Additionally the focus (or maybe the environment) ought to be associated with a set of input channels representing events that should attract the AI’s attention – ie, things the AI becomes aware of because they happen, rather than because it’s specifically paying attention to them. In a Unix system, the logfiles constantly going by and the files in the /tmp directory getting written/read/erased would most likely be something like the sound of the wind to us. Unusual events in that stream would capture the AI’s attention the way unusual noises in the wind (like a freight train or a thunderclap) gets ours.
And finally, there ought to be a full set of tools that can be used via the foci to do things the foci by themselves can’t. Very much in the same way we use tools with our hands. Those tools would be programs, possibly the same programs that humans use to accomplish work on the systems. So, if there’s a file that isn’t in a format the AI understands, it could use a format converter to make a file that it does understand. The level of intelligence required to use general tools effectively is probably out of reach this decade, but in principle the AI ought to be able to use anything that a human can use, with a virtual terminal “seen” via the same convolutional subsystem that’s engaged when it reads graphic and/or video files (or if it’s a text-mode terminal like a bash shell, the same sense that’s engaged when it reads/writes text).

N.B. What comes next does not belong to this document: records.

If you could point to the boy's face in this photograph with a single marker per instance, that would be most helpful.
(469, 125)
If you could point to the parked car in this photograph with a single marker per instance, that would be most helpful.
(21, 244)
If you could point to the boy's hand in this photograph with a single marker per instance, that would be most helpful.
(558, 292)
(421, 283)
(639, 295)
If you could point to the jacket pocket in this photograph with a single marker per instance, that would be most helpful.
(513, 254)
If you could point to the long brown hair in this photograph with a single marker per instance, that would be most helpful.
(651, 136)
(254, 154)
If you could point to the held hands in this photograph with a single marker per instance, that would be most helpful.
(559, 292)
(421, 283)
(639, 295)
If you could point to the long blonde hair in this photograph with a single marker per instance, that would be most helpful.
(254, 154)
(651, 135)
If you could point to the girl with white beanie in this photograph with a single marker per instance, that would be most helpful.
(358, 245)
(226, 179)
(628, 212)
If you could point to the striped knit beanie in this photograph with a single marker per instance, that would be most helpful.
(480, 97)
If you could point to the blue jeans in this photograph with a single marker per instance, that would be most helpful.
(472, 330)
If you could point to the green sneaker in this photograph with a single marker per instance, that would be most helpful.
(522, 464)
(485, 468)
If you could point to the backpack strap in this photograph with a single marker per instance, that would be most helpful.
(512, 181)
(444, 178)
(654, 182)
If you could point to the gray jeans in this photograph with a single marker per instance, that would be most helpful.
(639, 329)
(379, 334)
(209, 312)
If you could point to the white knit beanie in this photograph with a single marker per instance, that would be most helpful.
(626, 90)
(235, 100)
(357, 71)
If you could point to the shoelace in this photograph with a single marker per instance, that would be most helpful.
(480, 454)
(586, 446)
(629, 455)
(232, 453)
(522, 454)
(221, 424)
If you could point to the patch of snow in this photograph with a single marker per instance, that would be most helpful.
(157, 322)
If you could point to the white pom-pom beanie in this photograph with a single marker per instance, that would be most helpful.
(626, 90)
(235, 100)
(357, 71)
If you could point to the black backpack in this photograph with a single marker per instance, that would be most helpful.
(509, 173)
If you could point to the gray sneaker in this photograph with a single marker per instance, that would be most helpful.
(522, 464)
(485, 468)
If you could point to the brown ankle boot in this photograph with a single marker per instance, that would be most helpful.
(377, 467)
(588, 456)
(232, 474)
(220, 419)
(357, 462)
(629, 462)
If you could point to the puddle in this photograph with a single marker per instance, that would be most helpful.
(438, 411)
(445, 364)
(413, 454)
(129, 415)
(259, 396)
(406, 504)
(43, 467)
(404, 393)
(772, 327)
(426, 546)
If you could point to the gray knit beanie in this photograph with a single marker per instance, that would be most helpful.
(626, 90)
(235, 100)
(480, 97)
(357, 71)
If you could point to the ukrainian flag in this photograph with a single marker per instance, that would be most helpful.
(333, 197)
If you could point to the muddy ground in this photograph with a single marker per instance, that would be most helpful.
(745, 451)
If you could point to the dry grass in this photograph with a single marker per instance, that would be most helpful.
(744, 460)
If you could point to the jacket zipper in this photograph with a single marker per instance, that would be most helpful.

In short — screw simulated environments that are just meaningless mockeries of a physical world. Let an AI experience the world as the world is where the AI really lives.
Now, as to what needs or desires the AI should have that would compel learning to perceive and understand these things, and learning to use its foci and tools, I know such needs must exist but they’re difficult to enumerate. I know that it has to have a basic need to consume many different kinds of data from many sources, and improve its own ability to predict the future data it consumes. When it looks at those pictures, or those text streams, or whatever, it should be learning to understand (and imitate) what it sees.
That motivates understanding its world, but not to understand and be aware of itself. To become aware of itself, it needs to have appetites that it can fulfill via its actions, needs to be able to anticipate and perceive the results of its own actions, and actions to meet these desires need to be (or are much more effective when) responsive to the particulars of environment and context. Does simply acquiring the data for a great variety of input types and sources qualify? Maybe?